The Genetics Behind the Mutation
Sickle cell disease results from variants in the HBB gene, which provides instructions for making beta-globin, one of the building blocks of hemoglobin. The most common variant produces an abnormal version called hemoglobin S (HbS). Other variants in the same gene produce hemoglobin C and hemoglobin E, which can also combine with HbS to cause different forms of sickle cell disease.
When both copies of the HBB gene carry a variant, all of a person’s hemoglobin is abnormal. Under low-oxygen conditions, the altered hemoglobin molecules clump together and distort red blood cells into a rigid, crescent shape. These misshapen cells clog small blood vessels, causing the pain crises, organ damage, and other complications that define the disease. When only one copy is altered, the person produces a mix of normal and abnormal hemoglobin, which is enough to resist malaria but not enough to cause sickle cell disease.
Why the Distinction Matters
Calling sickle cell a “Black disease” creates real problems. It can lead to missed or delayed diagnoses in Hispanic, Arab, Indian, and Mediterranean patients who carry the same genetic mutations. It also reinforces a false idea that race is a reliable biological category, when in reality, the sickle cell gene tracks with ancestral geography, not skin color.
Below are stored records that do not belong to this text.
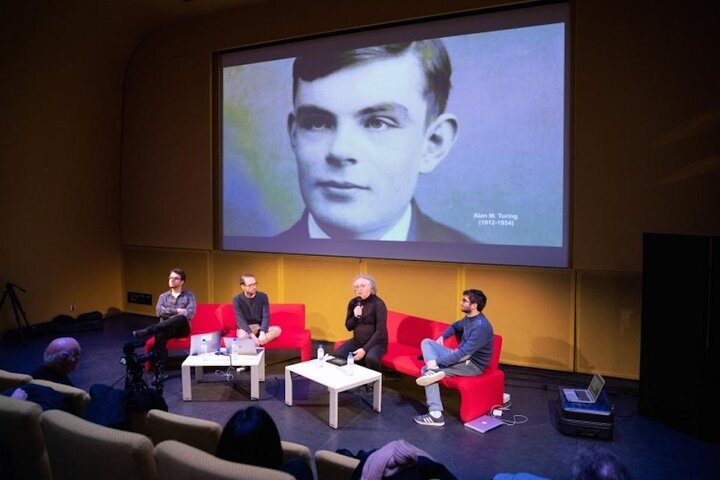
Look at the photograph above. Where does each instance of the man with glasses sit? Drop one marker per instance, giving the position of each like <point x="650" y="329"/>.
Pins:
<point x="367" y="319"/>
<point x="470" y="358"/>
<point x="252" y="312"/>
<point x="175" y="309"/>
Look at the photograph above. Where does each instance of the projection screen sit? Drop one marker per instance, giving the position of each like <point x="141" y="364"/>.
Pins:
<point x="443" y="140"/>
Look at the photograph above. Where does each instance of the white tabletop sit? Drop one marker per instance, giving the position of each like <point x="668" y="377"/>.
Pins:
<point x="213" y="360"/>
<point x="334" y="376"/>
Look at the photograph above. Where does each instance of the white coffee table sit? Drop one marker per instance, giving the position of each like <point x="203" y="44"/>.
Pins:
<point x="256" y="363"/>
<point x="336" y="379"/>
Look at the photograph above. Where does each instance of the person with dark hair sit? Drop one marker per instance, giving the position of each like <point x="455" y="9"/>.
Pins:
<point x="252" y="312"/>
<point x="367" y="318"/>
<point x="599" y="464"/>
<point x="251" y="437"/>
<point x="470" y="358"/>
<point x="365" y="124"/>
<point x="175" y="310"/>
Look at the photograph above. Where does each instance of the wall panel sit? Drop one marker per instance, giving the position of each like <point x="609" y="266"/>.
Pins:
<point x="324" y="284"/>
<point x="533" y="310"/>
<point x="425" y="289"/>
<point x="608" y="323"/>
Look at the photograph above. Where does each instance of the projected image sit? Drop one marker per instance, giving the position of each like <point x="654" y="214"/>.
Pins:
<point x="445" y="148"/>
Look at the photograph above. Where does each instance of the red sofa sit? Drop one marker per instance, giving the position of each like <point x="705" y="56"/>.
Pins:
<point x="221" y="317"/>
<point x="288" y="316"/>
<point x="478" y="395"/>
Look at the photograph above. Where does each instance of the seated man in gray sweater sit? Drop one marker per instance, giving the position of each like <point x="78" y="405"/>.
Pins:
<point x="470" y="358"/>
<point x="252" y="313"/>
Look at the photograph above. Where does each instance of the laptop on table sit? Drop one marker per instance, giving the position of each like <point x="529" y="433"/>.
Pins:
<point x="246" y="346"/>
<point x="585" y="395"/>
<point x="212" y="339"/>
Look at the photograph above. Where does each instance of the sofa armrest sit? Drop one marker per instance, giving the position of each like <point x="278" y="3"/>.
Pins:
<point x="78" y="397"/>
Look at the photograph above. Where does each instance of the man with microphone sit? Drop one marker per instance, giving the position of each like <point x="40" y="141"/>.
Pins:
<point x="367" y="319"/>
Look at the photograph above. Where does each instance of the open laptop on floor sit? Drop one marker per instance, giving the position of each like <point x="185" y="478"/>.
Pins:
<point x="585" y="395"/>
<point x="212" y="339"/>
<point x="484" y="423"/>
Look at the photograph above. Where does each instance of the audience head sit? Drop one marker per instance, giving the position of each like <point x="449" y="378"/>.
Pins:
<point x="600" y="464"/>
<point x="63" y="354"/>
<point x="251" y="437"/>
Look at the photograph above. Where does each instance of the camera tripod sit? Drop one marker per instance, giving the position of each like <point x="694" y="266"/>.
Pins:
<point x="17" y="307"/>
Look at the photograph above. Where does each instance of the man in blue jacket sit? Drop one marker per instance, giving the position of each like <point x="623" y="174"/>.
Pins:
<point x="470" y="358"/>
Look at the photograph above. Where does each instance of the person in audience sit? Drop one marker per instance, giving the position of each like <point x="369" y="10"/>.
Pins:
<point x="252" y="312"/>
<point x="359" y="156"/>
<point x="61" y="358"/>
<point x="251" y="437"/>
<point x="175" y="310"/>
<point x="590" y="464"/>
<point x="470" y="358"/>
<point x="367" y="318"/>
<point x="599" y="464"/>
<point x="398" y="460"/>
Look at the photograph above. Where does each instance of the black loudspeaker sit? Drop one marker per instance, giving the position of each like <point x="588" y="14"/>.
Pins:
<point x="679" y="337"/>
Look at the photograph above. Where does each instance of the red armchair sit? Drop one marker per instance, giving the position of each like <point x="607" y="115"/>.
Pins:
<point x="290" y="317"/>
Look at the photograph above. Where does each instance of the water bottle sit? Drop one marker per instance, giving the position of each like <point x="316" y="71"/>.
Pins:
<point x="350" y="363"/>
<point x="321" y="355"/>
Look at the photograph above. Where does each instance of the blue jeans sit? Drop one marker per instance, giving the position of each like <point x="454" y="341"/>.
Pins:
<point x="464" y="368"/>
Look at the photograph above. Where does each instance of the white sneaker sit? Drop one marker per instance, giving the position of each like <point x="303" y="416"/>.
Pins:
<point x="430" y="377"/>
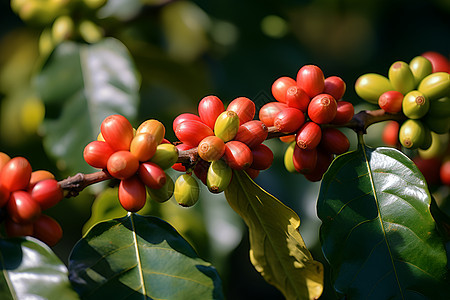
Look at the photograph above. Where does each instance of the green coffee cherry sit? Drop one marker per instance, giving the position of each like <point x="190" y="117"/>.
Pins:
<point x="435" y="85"/>
<point x="420" y="68"/>
<point x="164" y="193"/>
<point x="401" y="77"/>
<point x="219" y="176"/>
<point x="412" y="134"/>
<point x="370" y="87"/>
<point x="186" y="190"/>
<point x="166" y="156"/>
<point x="227" y="125"/>
<point x="415" y="105"/>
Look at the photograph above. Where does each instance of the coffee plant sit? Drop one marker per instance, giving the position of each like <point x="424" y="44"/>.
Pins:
<point x="383" y="232"/>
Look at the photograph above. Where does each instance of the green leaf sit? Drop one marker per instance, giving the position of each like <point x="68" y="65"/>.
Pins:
<point x="277" y="249"/>
<point x="84" y="84"/>
<point x="139" y="257"/>
<point x="378" y="233"/>
<point x="30" y="270"/>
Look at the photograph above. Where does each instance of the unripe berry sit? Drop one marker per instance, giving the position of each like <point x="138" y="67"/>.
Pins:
<point x="122" y="164"/>
<point x="322" y="109"/>
<point x="132" y="194"/>
<point x="117" y="132"/>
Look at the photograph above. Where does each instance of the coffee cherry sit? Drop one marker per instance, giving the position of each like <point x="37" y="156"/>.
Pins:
<point x="218" y="177"/>
<point x="47" y="230"/>
<point x="289" y="120"/>
<point x="297" y="98"/>
<point x="401" y="77"/>
<point x="269" y="111"/>
<point x="153" y="127"/>
<point x="238" y="155"/>
<point x="186" y="190"/>
<point x="344" y="113"/>
<point x="122" y="164"/>
<point x="152" y="175"/>
<point x="262" y="157"/>
<point x="310" y="79"/>
<point x="16" y="174"/>
<point x="280" y="86"/>
<point x="209" y="108"/>
<point x="334" y="86"/>
<point x="132" y="194"/>
<point x="211" y="148"/>
<point x="47" y="193"/>
<point x="117" y="132"/>
<point x="192" y="132"/>
<point x="227" y="125"/>
<point x="97" y="153"/>
<point x="370" y="87"/>
<point x="308" y="136"/>
<point x="244" y="108"/>
<point x="143" y="146"/>
<point x="322" y="109"/>
<point x="415" y="105"/>
<point x="252" y="133"/>
<point x="22" y="208"/>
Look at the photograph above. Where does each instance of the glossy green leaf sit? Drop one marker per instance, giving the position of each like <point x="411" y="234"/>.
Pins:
<point x="84" y="84"/>
<point x="277" y="249"/>
<point x="30" y="270"/>
<point x="378" y="233"/>
<point x="139" y="257"/>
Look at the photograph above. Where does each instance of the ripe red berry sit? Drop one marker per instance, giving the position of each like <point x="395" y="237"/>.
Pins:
<point x="280" y="86"/>
<point x="322" y="109"/>
<point x="117" y="132"/>
<point x="310" y="78"/>
<point x="209" y="108"/>
<point x="289" y="120"/>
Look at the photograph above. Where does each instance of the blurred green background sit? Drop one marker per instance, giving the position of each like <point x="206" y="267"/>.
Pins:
<point x="185" y="50"/>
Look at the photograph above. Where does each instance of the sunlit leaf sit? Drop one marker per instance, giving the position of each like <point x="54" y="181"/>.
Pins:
<point x="140" y="257"/>
<point x="277" y="249"/>
<point x="378" y="232"/>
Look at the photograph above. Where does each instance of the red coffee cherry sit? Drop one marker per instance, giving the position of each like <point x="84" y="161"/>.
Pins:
<point x="244" y="108"/>
<point x="122" y="164"/>
<point x="269" y="111"/>
<point x="344" y="113"/>
<point x="252" y="133"/>
<point x="297" y="98"/>
<point x="132" y="194"/>
<point x="192" y="132"/>
<point x="22" y="208"/>
<point x="117" y="132"/>
<point x="238" y="155"/>
<point x="310" y="78"/>
<point x="47" y="230"/>
<point x="391" y="101"/>
<point x="280" y="86"/>
<point x="262" y="157"/>
<point x="289" y="120"/>
<point x="47" y="193"/>
<point x="334" y="141"/>
<point x="308" y="136"/>
<point x="211" y="148"/>
<point x="152" y="175"/>
<point x="97" y="153"/>
<point x="209" y="108"/>
<point x="304" y="160"/>
<point x="322" y="109"/>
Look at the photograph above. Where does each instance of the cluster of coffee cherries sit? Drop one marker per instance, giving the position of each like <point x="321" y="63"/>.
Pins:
<point x="420" y="90"/>
<point x="305" y="109"/>
<point x="137" y="158"/>
<point x="224" y="139"/>
<point x="24" y="194"/>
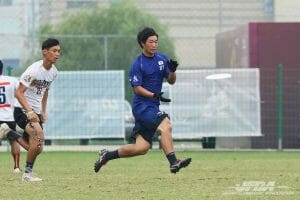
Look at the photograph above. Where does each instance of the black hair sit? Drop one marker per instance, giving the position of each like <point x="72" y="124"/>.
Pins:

A person of Greek or Saudi Arabian descent whose ancestors lived in a malaria zone can carry and pass on the gene just as readily as someone of West African descent.
Sickle cell disease is most common in Black populations, and that fact matters for public health screening and resource allocation. But “most common in” is different from “exclusive to.” Understanding the difference helps ensure that everyone at risk gets appropriate screening, and that the disease is understood for what it actually is: an evolutionary response to one of humanity’s oldest and deadliest infections.